I keep harping on Hong Kong but only a country as insane as that could produce someone like Ngai Kai Lam who gave the world Story of Ricky and The Seventh Curse; films that are so manic and so bafflingly weird that they border on the schizophrenic. Of course, in Japan, there’s Takashi Miike who is 8 times more prolific and a better filmmaker. However, he is also capable of destroying a film’s narrative at the drop of a hat and when he’s um… bored or something, he refuses to faithfully adapt a screenplay without some insane divergent moment. And now that you have shared the joys of Thailand with me with Sick Nurses, I have another bizarre country to keep my eye on.
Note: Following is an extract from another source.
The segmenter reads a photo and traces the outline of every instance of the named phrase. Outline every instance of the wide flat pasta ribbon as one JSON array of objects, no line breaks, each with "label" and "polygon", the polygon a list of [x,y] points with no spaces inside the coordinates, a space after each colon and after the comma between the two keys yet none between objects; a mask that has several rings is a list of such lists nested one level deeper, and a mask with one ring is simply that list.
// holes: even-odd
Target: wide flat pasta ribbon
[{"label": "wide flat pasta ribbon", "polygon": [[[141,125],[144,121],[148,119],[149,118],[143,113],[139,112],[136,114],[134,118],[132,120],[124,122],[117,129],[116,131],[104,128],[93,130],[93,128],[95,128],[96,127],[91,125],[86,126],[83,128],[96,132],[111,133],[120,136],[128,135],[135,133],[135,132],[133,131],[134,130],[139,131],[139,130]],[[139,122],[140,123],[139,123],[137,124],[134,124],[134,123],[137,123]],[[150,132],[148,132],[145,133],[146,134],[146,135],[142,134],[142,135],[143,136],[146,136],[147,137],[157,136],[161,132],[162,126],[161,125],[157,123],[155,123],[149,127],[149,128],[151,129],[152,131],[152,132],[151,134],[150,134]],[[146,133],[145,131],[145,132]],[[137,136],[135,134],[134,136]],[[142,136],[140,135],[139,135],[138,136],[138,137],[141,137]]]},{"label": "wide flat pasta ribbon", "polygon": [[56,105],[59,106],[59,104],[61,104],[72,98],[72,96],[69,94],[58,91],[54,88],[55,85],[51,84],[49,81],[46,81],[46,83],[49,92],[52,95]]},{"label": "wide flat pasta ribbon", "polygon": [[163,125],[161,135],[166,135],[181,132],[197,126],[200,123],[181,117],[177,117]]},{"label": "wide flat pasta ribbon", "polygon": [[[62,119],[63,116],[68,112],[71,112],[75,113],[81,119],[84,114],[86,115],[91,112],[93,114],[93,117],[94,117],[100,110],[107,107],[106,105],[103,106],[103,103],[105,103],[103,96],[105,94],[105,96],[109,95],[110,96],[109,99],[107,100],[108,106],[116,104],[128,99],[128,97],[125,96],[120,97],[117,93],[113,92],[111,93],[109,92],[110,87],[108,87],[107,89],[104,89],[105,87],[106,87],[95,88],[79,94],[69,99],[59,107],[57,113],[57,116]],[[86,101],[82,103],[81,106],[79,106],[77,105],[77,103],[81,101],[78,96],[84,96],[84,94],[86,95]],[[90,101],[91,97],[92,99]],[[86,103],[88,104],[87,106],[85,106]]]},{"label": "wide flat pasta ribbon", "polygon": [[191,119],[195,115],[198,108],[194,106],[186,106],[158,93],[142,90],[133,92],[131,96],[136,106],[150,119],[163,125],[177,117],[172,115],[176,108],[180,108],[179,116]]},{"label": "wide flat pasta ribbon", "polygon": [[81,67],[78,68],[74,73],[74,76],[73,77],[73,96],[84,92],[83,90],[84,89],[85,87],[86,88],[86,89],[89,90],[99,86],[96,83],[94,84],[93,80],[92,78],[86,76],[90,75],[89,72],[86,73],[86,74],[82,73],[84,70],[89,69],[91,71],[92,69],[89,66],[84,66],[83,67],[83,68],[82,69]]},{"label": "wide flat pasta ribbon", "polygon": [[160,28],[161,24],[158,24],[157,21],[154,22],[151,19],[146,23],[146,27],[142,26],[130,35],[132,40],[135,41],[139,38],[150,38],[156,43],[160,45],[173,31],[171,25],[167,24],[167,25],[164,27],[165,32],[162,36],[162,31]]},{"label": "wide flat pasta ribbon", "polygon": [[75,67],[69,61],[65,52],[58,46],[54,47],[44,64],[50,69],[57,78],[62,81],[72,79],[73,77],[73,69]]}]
Well, Asian horror month is now completely over. In fact, we’re going into overtime here and there’s still so much more to watch and say. Hopefully, next September, when INVASIAN 2 arrives, I’ll be able to have as much fun as I did this time. Any final thoughts, duder?

Nafa: One last observation—there is no Japanese equivalent to Jason Voorhees or Michael Myers, and what scares them is much more intangible than what we grew up on. We know the formula of slashers and what to expect, but in Asian cinema all bets are off. Who knew I’d ever get a chill looking at black hair or when some kid looks at someone funny or when the phone rings. What scares us is more obvious brute force; what scares them is more subtle, simple.

Konichiwa, duders.

Richard: I do think it’s interesting that Japanese horror icons are Sadako from Ringu and Kayako from Ju-on. They have lots of evil chicks but no recurring bad dudes with 10 sequels under their belts. Urban legends fuel Asian horror films and that pleases me greatly. Like the slit-mouthed woman going around asking people “Am I pretty?” Give her the wrong answer and then she slashes yer dang face up. I like how Junji Ito’s Tomie, everyone’s favorite regenerating love demonness, has continued to spawn movie after movie. But for a few lame exceptions, the Tomie movies are quite unpredictable in how they unfold. You always know Tomie is coming back but she’s not hacking up teenagers with a machete at Camp Fuji.

I guess before I finally shut the hell up, I want to say that I already miss the Asian horror boom over here. Sure, titles are still coming out on DVD here in the States but I miss going to Target or Wal-Mart and finding copies of Pulse (THE ORIGINAL!). Obviously, the market got flooded with remakes but thankfully some amazing films were scattered in there as well. I don’t want anybody giving up on Asian horror movies. There is still really good stuff out there. When you take an entire part of the world’s film output into consideration, separate by genre, and then filter out the bad stuff… shit, you’re gonna find some kick ass stuff. So… Don’t stop, believin’! Whoa oh whoa oh!